Late Friday evening, the Senate failed to pass a short-term spending bill that would have kept the government open for at least a few weeks, triggering a round of partisan finger-pointing. Early in the day, Trump blamed Democratic lawmakers for the current impasse in Washington — even as the short-term spending bill was opposed by a few in his own party.
"Democrats are far more concerned with illegal immigrants than they are with our great military or safety at our dangerous southern border," Trump posted on Twitter. "They could have easily made a deal but decided to play shutdown politics instead."
He added: "This is the one-year anniversary of my presidency and the Democrats wanted to give me a nice present. #DemocratShutdown."
In years past, government shutdowns have served as a proxy for fights over federal spending — and usually when the White House and Congress are run by different parties. Yet the current impasse has hinged largely on divisive hot-button issues such as immigration, something Trump referenced on Saturday in his broadside against Democrats.
The Senate is expected to resume talks on funding the government later in the day.
On the first anniversary of his presidency, with the stock market roaring and the economy adding jobs, Trump had planned to rest at his Mar-a-Lago estate in Florida, feted by friends and admirers.
Instead, Trump stayed in Washington in an attempt to prevent the federal government from having to shut its doors, meaning that non-essential services would cease until a spending bill gets approved.
Despite having ascended to the presidency on a carefully-crafted image as a dealmaker, Trump was unable to convince recalcitrant Democrats, and even a few restive GOP members, to drop their opposition. Democrats pressed hard for measures to resolve sticky wedge issues like immigration and children's health, which have also managed to divide Republicans.
The White House and its allies have placed much of the blame on Democrats, particularly Trump's fellow New Yorker, Senate Minority Leader Chuck Schumer. For his part, the Democrat placed the blame back on the president's shoulders.
"It's almost like you were rooting for a shutdown," Senate Democratic leader Chuck Schumer said of Trump on Saturday.
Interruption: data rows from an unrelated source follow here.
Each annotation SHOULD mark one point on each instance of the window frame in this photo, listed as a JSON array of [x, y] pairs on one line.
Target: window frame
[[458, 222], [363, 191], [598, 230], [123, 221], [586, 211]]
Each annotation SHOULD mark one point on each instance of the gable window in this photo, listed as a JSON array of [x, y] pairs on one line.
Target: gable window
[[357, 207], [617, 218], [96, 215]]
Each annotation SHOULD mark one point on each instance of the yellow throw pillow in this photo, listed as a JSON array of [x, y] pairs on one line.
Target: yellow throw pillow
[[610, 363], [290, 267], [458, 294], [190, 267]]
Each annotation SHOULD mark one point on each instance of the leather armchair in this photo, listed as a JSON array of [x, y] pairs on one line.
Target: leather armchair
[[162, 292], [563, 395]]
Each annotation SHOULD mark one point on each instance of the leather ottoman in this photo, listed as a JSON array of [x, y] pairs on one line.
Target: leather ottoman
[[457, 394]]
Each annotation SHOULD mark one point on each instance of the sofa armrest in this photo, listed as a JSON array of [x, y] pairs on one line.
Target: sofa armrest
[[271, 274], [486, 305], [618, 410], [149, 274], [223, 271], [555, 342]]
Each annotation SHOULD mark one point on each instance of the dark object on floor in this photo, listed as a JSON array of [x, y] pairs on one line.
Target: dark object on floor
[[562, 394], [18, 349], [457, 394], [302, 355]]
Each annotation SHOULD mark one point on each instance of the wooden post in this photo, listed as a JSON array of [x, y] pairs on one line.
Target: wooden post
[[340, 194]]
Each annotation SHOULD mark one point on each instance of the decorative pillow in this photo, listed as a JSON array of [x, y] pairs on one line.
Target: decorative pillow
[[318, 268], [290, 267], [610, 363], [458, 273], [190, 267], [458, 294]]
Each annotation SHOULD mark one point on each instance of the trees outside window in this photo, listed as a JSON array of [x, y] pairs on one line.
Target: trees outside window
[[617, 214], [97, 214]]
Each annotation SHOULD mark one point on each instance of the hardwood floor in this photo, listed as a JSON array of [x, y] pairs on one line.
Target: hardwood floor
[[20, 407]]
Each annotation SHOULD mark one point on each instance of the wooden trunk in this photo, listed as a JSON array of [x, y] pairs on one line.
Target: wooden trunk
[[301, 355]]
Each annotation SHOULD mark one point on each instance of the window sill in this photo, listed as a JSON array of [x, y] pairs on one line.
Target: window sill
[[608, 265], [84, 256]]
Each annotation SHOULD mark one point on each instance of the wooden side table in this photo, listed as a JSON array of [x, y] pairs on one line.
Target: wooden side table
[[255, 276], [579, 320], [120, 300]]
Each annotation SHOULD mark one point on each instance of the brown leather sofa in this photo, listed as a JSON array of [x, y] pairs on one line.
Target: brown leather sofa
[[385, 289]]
Trump was forced to postponed a long-planned weekend trip to his winter home Mar-a-Lago, where a lavish $100,000-a-couple fundraiser on Saturday would extol his first year in office. Yet he had little choice. Critics would have hammered him for attending such an event while government workers were being put on leave and many government services curtailed.
Back in September, Trump cut a short-term government funding deal with Schumer and House Democratic leader Nancy Pelosi. The harmony between the president and the top Democratic Congressional leaders didn't last long, however, as divisions over immigration set the parties against one another.
Schumer and Pelosi thought they had reached an agreement to preserve a program that protected Dreamers, but Trump reportedly walked away. The standoff culminated in a heated negotiation session last week, where Trump was said to have used a vulgar term to describe immigrants from Haiti and Africa.